Incubator entry vote

Starts when discussion is done

Point to Flex vote

72 hours as per ASF voting rules

Usually driven by the champion

Usually not contentious, as the previous phases help build consensus

Podling creation

Point to Flex jira issues

Driven by the champion

Initial code and trademarks

If initial code is being donated you need software grants

If the donated code has multiple owners or contributors, you might need to chase them down at this point, or omit the code for which you cannot get permission

Any relevant trademarks should be donated at this point

First release

It's good to make a first release early, even if it's not of great technical quality. From the Incubator's point of view, the release only has to fulfill the ASF's release requirements, which are primarily legal. Whether the product is good or useful software doesn't matter at this stage.

Learning the ASF's legal rules and customs, adapting the codebase to conform to them, and getting that first release past the Incubator PMC voting stage can be hard, so it's a good idea to tackle this task during the initial burst of energy as incubation begins. A secondary goal of making an early release is to document the podling's release process (link to Flex or Sling process), so that subsequent releases are easy and fast and people who are not core developers may serve as release managers.

Community growth

To graduate, a podling has to demonstrate its ability to grow its community. In practice, this means attracting and electing new committers and PPMC members. Starting early on this helps. (TODO: reading list, Jukka's posts?)

TODO: demonstrate openness/diversity

Exit discussions

Incubation can proceed in unexpected directions - the standard exit is to become a TLP but that's not the only possibility (join a TLP, go elsewhere, retire, ...) - which are not necessarily failures.

Discuss with the mentors and community based on the graduation criteria (link - Clerezza discussion?)

Graduation vote

If graduating to TLP, First step is to create the board resolution, discuss who's on the new PMC (link to flex as one example), it's good to have at least one ASF member in there.
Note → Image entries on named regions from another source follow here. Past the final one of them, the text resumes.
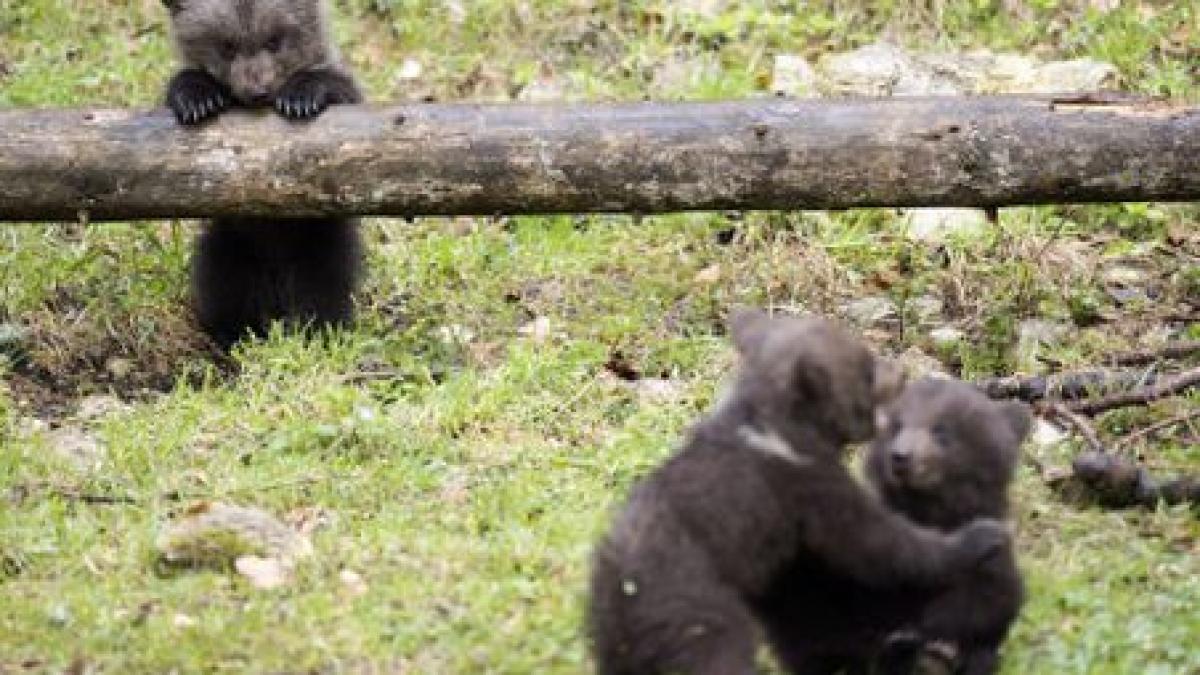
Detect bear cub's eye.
[930,422,950,446]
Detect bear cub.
[588,311,1008,675]
[764,378,1031,675]
[163,0,362,347]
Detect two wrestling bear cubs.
[589,311,1030,675]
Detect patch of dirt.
[4,300,235,419]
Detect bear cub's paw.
[167,70,233,126]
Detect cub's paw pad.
[954,518,1010,565]
[167,72,232,125]
[275,77,330,120]
[912,640,961,675]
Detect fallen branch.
[0,96,1200,222]
[1112,340,1200,366]
[1064,368,1200,416]
[1045,404,1105,453]
[1112,410,1200,452]
[1055,453,1200,508]
[976,369,1157,402]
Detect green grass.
[0,0,1200,674]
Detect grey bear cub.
[763,378,1031,675]
[588,311,1008,675]
[163,0,362,347]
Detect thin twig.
[17,480,138,506]
[1111,340,1200,365]
[1064,368,1200,416]
[1045,404,1106,453]
[1112,410,1200,452]
[974,369,1158,402]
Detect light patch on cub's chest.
[738,424,812,466]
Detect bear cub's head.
[866,378,1032,528]
[730,310,904,450]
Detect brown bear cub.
[588,311,1008,675]
[763,378,1031,675]
[163,0,362,346]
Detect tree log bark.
[0,96,1200,221]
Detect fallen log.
[0,96,1200,221]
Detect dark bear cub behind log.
[589,311,1007,675]
[163,0,362,346]
[763,378,1031,675]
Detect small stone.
[1100,265,1148,286]
[517,316,553,345]
[818,43,912,96]
[396,59,425,79]
[841,295,896,328]
[900,208,989,244]
[0,323,29,359]
[896,347,946,380]
[1014,318,1072,372]
[104,357,133,380]
[47,604,71,628]
[1030,59,1120,94]
[1030,417,1070,449]
[1016,318,1070,345]
[76,394,130,420]
[46,426,106,471]
[908,295,946,324]
[517,74,566,103]
[629,377,680,404]
[170,613,197,628]
[337,569,367,597]
[234,555,289,591]
[929,325,965,350]
[770,54,817,98]
[692,263,721,286]
[155,502,312,569]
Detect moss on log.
[0,96,1200,221]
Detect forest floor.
[0,0,1200,674]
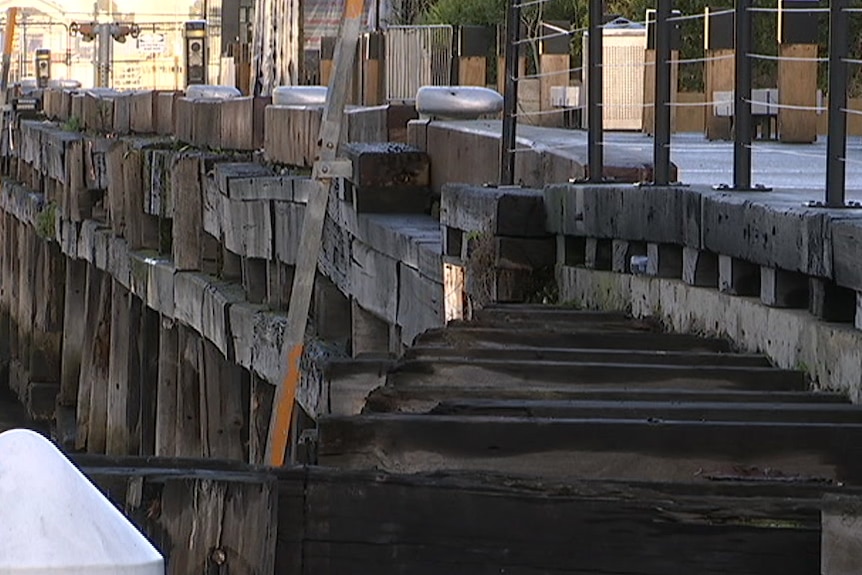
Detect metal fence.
[386,26,454,101]
[501,0,862,208]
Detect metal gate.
[386,26,454,101]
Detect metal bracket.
[311,158,353,180]
[802,200,862,210]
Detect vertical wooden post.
[642,49,680,135]
[0,212,10,388]
[320,36,336,86]
[778,0,818,144]
[539,22,571,127]
[175,324,203,457]
[155,318,179,457]
[106,141,127,237]
[201,340,247,461]
[138,305,161,456]
[778,44,817,144]
[248,374,275,465]
[171,154,203,271]
[106,281,141,455]
[58,258,87,407]
[27,238,66,420]
[75,265,112,453]
[266,0,364,466]
[703,8,736,140]
[362,32,386,106]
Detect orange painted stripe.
[269,344,303,467]
[344,0,365,18]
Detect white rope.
[670,54,734,64]
[746,52,829,62]
[667,10,734,22]
[518,67,583,80]
[745,99,826,112]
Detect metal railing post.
[500,0,521,186]
[826,0,849,208]
[587,0,605,182]
[653,0,673,186]
[733,0,751,190]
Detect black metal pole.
[733,0,751,190]
[653,0,673,186]
[500,0,522,186]
[587,0,605,182]
[826,0,849,208]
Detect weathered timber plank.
[175,324,203,457]
[75,265,112,453]
[200,340,248,461]
[171,155,203,271]
[155,317,179,457]
[318,415,862,485]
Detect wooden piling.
[75,265,112,453]
[106,281,141,455]
[155,317,179,457]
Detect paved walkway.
[605,132,862,200]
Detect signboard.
[138,32,167,54]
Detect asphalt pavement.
[605,132,862,200]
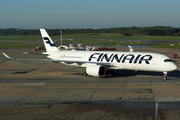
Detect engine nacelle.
[86,65,106,76]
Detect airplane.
[3,29,177,80]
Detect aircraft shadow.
[105,70,180,78]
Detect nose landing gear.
[163,72,167,80]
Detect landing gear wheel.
[83,72,88,76]
[163,72,167,80]
[163,75,167,80]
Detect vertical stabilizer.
[40,29,58,52]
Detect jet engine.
[86,65,106,77]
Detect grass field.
[0,33,180,49]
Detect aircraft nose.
[171,64,177,70]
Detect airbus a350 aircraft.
[3,29,177,79]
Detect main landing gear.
[163,72,167,80]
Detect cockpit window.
[164,59,173,62]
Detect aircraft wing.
[3,52,113,67]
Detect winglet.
[2,52,13,59]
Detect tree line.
[0,26,180,36]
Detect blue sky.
[0,0,180,29]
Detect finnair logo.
[89,53,153,64]
[43,37,56,46]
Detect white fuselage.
[48,51,177,72]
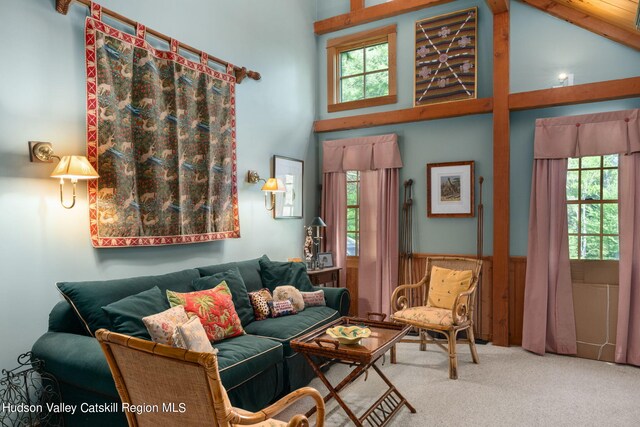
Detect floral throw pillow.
[167,281,244,341]
[300,289,327,307]
[269,299,298,317]
[249,288,273,320]
[173,316,218,353]
[142,305,189,346]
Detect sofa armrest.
[313,286,351,316]
[31,332,119,399]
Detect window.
[567,154,620,260]
[327,25,397,112]
[347,171,360,256]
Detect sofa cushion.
[192,266,255,326]
[167,282,244,341]
[215,334,283,391]
[102,286,169,340]
[258,256,315,292]
[246,307,340,357]
[197,255,269,292]
[57,269,200,335]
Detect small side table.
[307,267,342,288]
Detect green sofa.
[32,256,350,426]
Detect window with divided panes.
[347,171,360,256]
[567,154,620,260]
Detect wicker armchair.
[96,329,325,427]
[391,257,482,379]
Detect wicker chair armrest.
[231,387,325,427]
[451,284,476,325]
[391,280,425,312]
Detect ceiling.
[553,0,638,31]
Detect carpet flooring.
[277,343,640,427]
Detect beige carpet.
[278,343,640,427]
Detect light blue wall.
[0,0,317,368]
[317,0,640,256]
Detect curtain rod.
[56,0,261,83]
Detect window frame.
[344,171,362,257]
[327,24,398,113]
[565,155,620,261]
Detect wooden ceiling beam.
[522,0,640,50]
[313,0,456,35]
[509,77,640,111]
[313,98,493,133]
[486,0,509,15]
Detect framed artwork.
[318,252,333,268]
[273,156,304,218]
[413,7,478,106]
[427,161,475,218]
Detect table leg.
[303,354,366,427]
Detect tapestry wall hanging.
[414,7,478,106]
[85,4,240,247]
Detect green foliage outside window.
[340,43,389,102]
[347,171,360,256]
[567,155,620,260]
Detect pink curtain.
[322,134,402,316]
[616,153,640,366]
[321,172,347,290]
[522,109,640,365]
[522,159,577,354]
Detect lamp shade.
[262,178,285,193]
[309,216,327,227]
[51,156,99,180]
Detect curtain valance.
[322,134,402,173]
[534,109,640,159]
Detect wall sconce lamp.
[247,170,286,211]
[554,73,573,88]
[29,141,99,209]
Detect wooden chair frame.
[96,329,325,427]
[391,257,482,379]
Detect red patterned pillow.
[167,281,244,341]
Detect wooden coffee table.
[291,313,416,427]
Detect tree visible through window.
[347,171,360,256]
[567,155,620,260]
[327,25,397,112]
[340,42,389,102]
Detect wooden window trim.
[566,155,620,262]
[327,24,398,113]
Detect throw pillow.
[258,257,315,292]
[192,267,254,326]
[269,299,297,317]
[273,285,304,311]
[102,286,169,340]
[167,282,244,341]
[142,306,189,346]
[173,316,218,353]
[249,288,273,320]
[427,266,473,310]
[300,289,327,307]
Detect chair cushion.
[246,307,340,357]
[427,265,473,310]
[215,336,283,391]
[167,282,244,341]
[56,269,200,335]
[192,266,254,326]
[392,307,453,326]
[102,286,169,340]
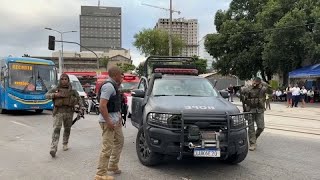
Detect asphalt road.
[0,111,320,180]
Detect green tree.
[117,63,136,73]
[205,0,320,84]
[260,0,320,84]
[205,0,267,79]
[133,29,185,56]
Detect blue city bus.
[0,57,57,113]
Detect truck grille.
[171,114,228,130]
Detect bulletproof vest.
[97,80,121,112]
[53,88,79,107]
[247,87,265,109]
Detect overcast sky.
[0,0,231,65]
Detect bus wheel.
[0,108,7,114]
[36,109,43,114]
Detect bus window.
[9,63,56,92]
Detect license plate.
[193,148,220,157]
[200,131,216,139]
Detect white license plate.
[193,148,220,157]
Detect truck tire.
[136,127,164,166]
[226,144,249,164]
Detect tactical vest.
[53,88,79,107]
[247,87,266,109]
[97,80,121,113]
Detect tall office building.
[80,6,122,51]
[155,18,198,56]
[198,35,215,69]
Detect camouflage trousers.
[248,112,264,144]
[97,123,124,176]
[51,112,73,151]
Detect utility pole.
[169,0,172,56]
[142,0,181,56]
[44,27,77,73]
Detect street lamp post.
[44,27,77,73]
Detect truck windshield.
[152,78,218,97]
[71,81,84,92]
[121,82,139,89]
[9,63,57,92]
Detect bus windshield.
[9,63,57,92]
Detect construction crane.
[141,3,181,14]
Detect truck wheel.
[136,127,163,166]
[226,144,249,164]
[36,109,43,114]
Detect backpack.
[97,80,118,103]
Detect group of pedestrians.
[46,67,124,180]
[285,84,314,108]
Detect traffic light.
[48,36,56,50]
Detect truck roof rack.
[144,56,194,78]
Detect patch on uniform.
[184,106,215,110]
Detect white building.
[155,18,199,56]
[199,36,214,69]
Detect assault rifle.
[72,108,84,125]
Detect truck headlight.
[147,113,172,127]
[231,115,246,128]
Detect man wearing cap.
[241,77,272,151]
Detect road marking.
[10,121,32,128]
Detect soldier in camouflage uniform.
[241,77,272,151]
[45,74,82,157]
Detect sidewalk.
[233,98,320,135]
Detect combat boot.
[94,175,114,180]
[50,148,57,158]
[249,144,257,151]
[62,144,69,151]
[108,168,121,174]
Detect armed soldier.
[45,74,83,157]
[95,67,124,180]
[241,77,272,151]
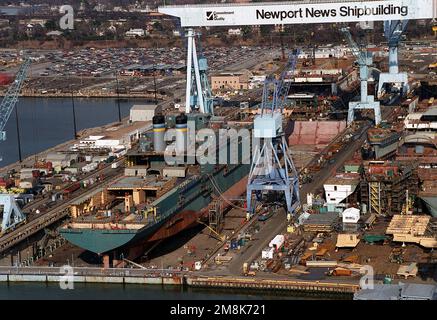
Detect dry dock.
[0,267,359,294]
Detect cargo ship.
[59,113,250,267]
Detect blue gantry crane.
[378,20,408,98]
[0,193,26,236]
[246,49,300,214]
[0,58,31,146]
[340,27,381,125]
[0,59,30,235]
[185,28,214,114]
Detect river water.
[0,98,147,167]
[0,282,320,300]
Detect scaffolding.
[361,162,419,216]
[208,199,223,236]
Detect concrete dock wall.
[0,268,359,293]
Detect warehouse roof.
[131,104,158,111]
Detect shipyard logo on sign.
[206,11,214,21]
[206,11,234,21]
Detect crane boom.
[0,58,31,141]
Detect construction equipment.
[185,28,214,115]
[378,20,408,99]
[246,50,300,215]
[340,27,381,125]
[197,220,226,241]
[0,194,26,235]
[0,59,30,161]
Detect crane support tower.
[341,27,381,125]
[378,20,408,99]
[185,28,213,114]
[246,50,300,214]
[0,194,26,235]
[0,59,30,141]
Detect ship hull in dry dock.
[60,165,248,259]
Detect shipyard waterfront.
[0,0,437,306]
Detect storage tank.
[176,113,188,153]
[152,115,165,152]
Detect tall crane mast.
[246,50,300,214]
[340,27,381,125]
[185,28,214,114]
[378,20,408,98]
[0,58,31,146]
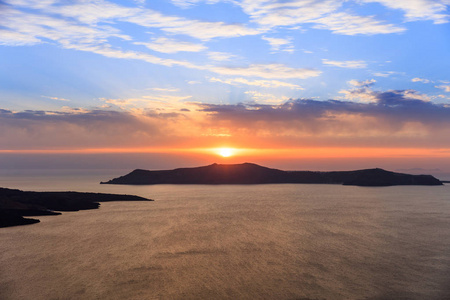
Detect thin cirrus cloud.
[322,59,367,69]
[134,37,207,53]
[262,36,294,53]
[209,77,303,90]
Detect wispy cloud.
[322,59,367,69]
[436,85,450,93]
[209,77,303,90]
[262,36,294,53]
[212,64,322,79]
[362,0,450,24]
[314,12,406,35]
[134,37,207,53]
[348,79,377,87]
[208,51,237,61]
[411,77,431,83]
[41,96,70,101]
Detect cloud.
[209,77,303,90]
[373,71,396,77]
[436,85,450,93]
[313,12,406,35]
[238,0,406,35]
[237,0,342,28]
[245,91,289,104]
[322,59,367,69]
[362,0,449,24]
[41,96,70,101]
[208,51,236,61]
[198,91,450,146]
[123,9,261,41]
[262,36,294,53]
[134,37,207,53]
[0,87,450,149]
[211,64,322,79]
[170,0,221,8]
[348,79,377,87]
[411,77,431,83]
[0,29,41,46]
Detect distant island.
[101,163,442,186]
[0,188,153,227]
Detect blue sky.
[0,0,450,172]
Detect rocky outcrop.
[101,163,442,186]
[0,188,152,227]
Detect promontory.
[101,163,442,186]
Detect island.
[0,188,153,227]
[101,163,442,186]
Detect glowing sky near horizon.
[0,0,450,169]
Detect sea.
[0,170,450,300]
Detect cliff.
[0,188,152,227]
[101,163,442,186]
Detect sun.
[217,148,234,157]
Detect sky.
[0,0,450,173]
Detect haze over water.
[0,171,450,299]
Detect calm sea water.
[0,171,450,300]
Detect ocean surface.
[0,170,450,300]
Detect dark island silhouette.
[101,163,442,186]
[0,188,153,227]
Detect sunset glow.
[0,0,450,174]
[218,148,234,157]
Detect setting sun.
[217,148,234,157]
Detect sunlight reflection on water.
[0,175,450,299]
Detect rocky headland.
[101,163,442,186]
[0,188,153,227]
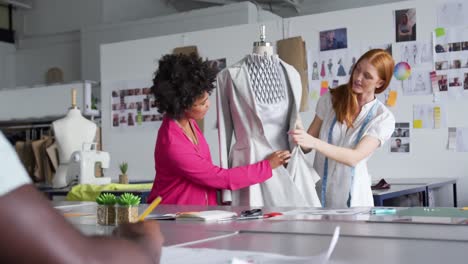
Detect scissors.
[237,209,283,220]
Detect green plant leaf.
[96,193,117,205]
[117,193,141,206]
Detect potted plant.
[119,162,128,184]
[117,193,141,224]
[96,193,117,225]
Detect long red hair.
[330,49,395,127]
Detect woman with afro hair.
[148,54,290,205]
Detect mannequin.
[52,89,97,188]
[253,25,274,56]
[217,26,320,206]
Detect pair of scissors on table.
[237,209,283,220]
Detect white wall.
[101,0,177,24]
[101,0,468,206]
[7,0,279,88]
[101,20,282,180]
[14,0,102,37]
[284,0,468,206]
[0,42,16,89]
[14,33,82,87]
[81,2,280,80]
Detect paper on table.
[176,210,237,221]
[161,226,340,264]
[283,207,369,215]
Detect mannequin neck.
[253,46,274,56]
[66,108,83,118]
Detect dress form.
[253,25,274,56]
[52,90,97,188]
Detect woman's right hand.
[266,150,291,169]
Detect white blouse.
[0,133,31,196]
[314,93,395,208]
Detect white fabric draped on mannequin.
[217,54,320,206]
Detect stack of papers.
[176,210,237,221]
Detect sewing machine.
[68,143,111,185]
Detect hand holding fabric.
[289,129,318,149]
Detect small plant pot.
[116,205,138,225]
[119,174,128,184]
[97,204,115,225]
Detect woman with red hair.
[290,49,395,208]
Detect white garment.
[314,93,395,208]
[217,55,320,206]
[0,132,31,196]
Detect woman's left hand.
[289,129,317,149]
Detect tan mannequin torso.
[52,108,97,188]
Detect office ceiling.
[167,0,304,17]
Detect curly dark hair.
[151,53,216,118]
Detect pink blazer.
[148,117,272,205]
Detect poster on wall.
[432,28,468,99]
[413,104,447,129]
[390,122,410,153]
[111,81,163,129]
[320,28,348,51]
[436,0,468,27]
[394,8,416,42]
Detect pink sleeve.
[165,144,272,190]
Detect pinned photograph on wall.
[363,43,393,55]
[390,137,410,153]
[208,58,226,73]
[392,122,410,138]
[413,104,447,129]
[320,28,348,51]
[463,72,468,90]
[376,78,401,106]
[436,74,448,92]
[394,8,416,42]
[403,70,432,95]
[320,81,328,96]
[399,41,432,67]
[111,81,162,129]
[393,61,411,81]
[435,61,449,71]
[436,0,468,27]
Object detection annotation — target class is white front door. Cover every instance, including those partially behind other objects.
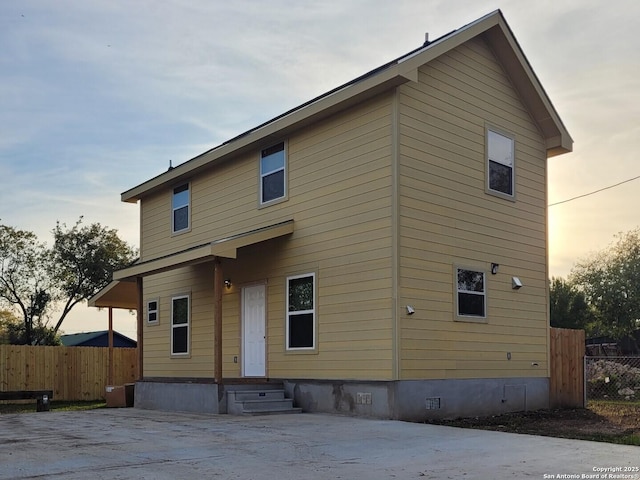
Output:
[242,285,266,377]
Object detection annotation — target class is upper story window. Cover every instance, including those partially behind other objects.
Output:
[456,268,487,318]
[171,183,191,233]
[260,142,287,204]
[287,273,316,350]
[147,299,159,325]
[487,128,515,200]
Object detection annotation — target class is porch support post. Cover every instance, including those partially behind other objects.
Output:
[107,307,113,385]
[136,277,144,380]
[213,257,223,385]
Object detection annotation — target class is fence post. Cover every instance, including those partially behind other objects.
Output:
[582,355,587,408]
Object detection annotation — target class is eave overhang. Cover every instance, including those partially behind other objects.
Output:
[121,10,573,203]
[113,220,293,281]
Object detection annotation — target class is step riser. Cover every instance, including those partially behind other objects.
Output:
[232,391,285,402]
[227,389,302,415]
[241,399,293,411]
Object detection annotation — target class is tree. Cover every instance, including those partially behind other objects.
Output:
[549,277,595,330]
[571,229,640,349]
[0,225,57,344]
[49,217,136,332]
[0,217,136,344]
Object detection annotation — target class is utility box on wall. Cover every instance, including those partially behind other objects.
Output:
[104,383,135,408]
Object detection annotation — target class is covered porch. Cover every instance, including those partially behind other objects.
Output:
[89,220,294,413]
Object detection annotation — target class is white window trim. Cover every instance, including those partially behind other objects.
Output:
[285,272,318,352]
[453,265,489,323]
[170,294,191,357]
[258,140,289,207]
[147,298,160,325]
[484,125,516,202]
[171,182,191,235]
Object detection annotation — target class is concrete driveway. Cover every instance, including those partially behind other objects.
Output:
[0,409,640,480]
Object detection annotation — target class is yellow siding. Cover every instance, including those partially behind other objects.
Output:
[141,94,392,380]
[398,39,548,379]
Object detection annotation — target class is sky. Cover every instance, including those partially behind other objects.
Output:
[0,0,640,338]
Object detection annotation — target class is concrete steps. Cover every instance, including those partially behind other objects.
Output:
[227,386,302,415]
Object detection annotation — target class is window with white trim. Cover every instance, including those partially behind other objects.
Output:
[171,295,190,355]
[456,268,487,318]
[147,299,160,325]
[287,273,316,350]
[487,128,515,199]
[260,142,287,204]
[171,183,191,233]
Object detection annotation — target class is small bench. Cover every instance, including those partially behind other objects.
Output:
[0,390,53,412]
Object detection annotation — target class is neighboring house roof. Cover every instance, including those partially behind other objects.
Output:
[121,10,573,203]
[60,330,137,348]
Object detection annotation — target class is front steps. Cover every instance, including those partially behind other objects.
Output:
[226,385,302,415]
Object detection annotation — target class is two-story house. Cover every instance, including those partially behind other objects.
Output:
[92,11,572,420]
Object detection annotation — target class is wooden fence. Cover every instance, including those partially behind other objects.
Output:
[0,345,137,400]
[549,328,585,408]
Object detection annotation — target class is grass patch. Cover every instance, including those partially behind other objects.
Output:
[428,400,640,446]
[0,400,107,415]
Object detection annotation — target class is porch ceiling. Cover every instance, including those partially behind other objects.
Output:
[88,280,138,310]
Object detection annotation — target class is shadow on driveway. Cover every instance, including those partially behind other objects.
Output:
[0,408,640,480]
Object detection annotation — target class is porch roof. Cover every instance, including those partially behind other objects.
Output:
[88,220,293,310]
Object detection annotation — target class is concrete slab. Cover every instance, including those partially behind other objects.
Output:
[0,408,640,480]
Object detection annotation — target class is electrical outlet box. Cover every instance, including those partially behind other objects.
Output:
[425,397,440,410]
[356,392,372,405]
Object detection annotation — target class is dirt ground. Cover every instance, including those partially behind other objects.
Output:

Community votes first, then IPMC.

Point to policy + example votes

Board resolution

The Incubator PMC acceptance vote is only a recommendation for the board to accept the new project.

The new TLP only exists once the board approves the resolution to establish it. This is usually announced right after the board meeting, and the new PMC chair can then start the mechanics of establishing the TLP.

Champagne!

Congratulations - at this point the new TLP is a full blown Apache project, and the newly created PMC is fully in charge of its destiny.